No son 30 pesos, son 30 años, se lee en otro de los carteles más comunes de las protestas. El descontento, quiere decir, no es por el aumento del metro, sino por los efectos del modelo socioeconómico impuesto en la dictadura y perpetuado por la Constitución que creó Pinochet en 1980, que sigue vigente luego de siete gobiernos democráticos, cinco de centro izquierda y dos de derecha. El último intento por cambiarla fue durante el segundo gobierno de Michelle Bachelet, que convocó al pueblo a hacer cabildos ciudadanos para discutir las bases de una futura asamblea constituyente, que nunca se concretó.

Violento es morir esperando atención, dice el cartel que sostiene Nisel Quiroz, de 30 años, doctora en un centro médico del norte de la ciudad, donde estos días han llegado decenas de jóvenes con graves lesiones a la vista, por el impacto de perdigones y balas de goma. Su marcha, dice, es por las filas de espera. Por tener que atender a la gente en los pasillos del centro médico en que trabaja, por la falta de espacio y de recursos económicos.

—Las urgencias ya no dan abasto, tenemos pacientes que están hospitalizados en los pasillos, en sillas, que son dados de alta porque no hay dónde atenderlos. Tenemos listas de espera desde 2016, y la gente tiene que esperar, no tiene cómo vivir…
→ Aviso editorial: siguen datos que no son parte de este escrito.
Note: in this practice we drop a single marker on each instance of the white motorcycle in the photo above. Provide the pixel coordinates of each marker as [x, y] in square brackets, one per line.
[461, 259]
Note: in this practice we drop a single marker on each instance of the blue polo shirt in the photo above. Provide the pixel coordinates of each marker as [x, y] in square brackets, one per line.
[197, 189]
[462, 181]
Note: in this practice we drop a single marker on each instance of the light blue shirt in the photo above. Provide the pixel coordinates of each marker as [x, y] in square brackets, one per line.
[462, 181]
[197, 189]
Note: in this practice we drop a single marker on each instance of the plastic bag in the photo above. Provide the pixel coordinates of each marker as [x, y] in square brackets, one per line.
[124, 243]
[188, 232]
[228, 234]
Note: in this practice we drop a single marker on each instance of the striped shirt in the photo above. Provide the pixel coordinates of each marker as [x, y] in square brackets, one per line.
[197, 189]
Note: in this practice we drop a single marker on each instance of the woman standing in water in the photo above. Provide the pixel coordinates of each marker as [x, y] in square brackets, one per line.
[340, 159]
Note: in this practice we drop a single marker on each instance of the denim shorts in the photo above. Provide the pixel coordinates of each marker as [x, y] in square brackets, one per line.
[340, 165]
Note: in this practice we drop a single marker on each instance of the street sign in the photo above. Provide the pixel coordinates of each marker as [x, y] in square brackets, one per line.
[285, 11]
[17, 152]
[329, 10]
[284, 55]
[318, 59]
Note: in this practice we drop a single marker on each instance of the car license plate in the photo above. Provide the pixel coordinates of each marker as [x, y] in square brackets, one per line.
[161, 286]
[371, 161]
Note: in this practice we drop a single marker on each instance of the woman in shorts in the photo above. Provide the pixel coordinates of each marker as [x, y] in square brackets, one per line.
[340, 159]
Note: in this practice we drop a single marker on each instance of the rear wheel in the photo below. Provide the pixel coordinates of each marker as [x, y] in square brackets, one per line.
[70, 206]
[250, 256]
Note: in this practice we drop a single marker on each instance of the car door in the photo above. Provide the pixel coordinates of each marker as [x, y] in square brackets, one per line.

En el reverso de su cartel tiene una foto de su abuelo, agricultor de 89 años, que hubiera querido venir a la marcha pero ya no puede. Que gana sólo 150 dólares de jubilación mensuales, la mínima en el país. Por nuestro tata Luchito Segovia, pensiones dignas para los adultos mayores!, tiene escrito.

La fotografía muestra a un hombre muy mayor, con un sombrero de ala ancha y apoyado en su bastón. Sonríe. De fondo, la gente ya canta otra vez que Chile despertó.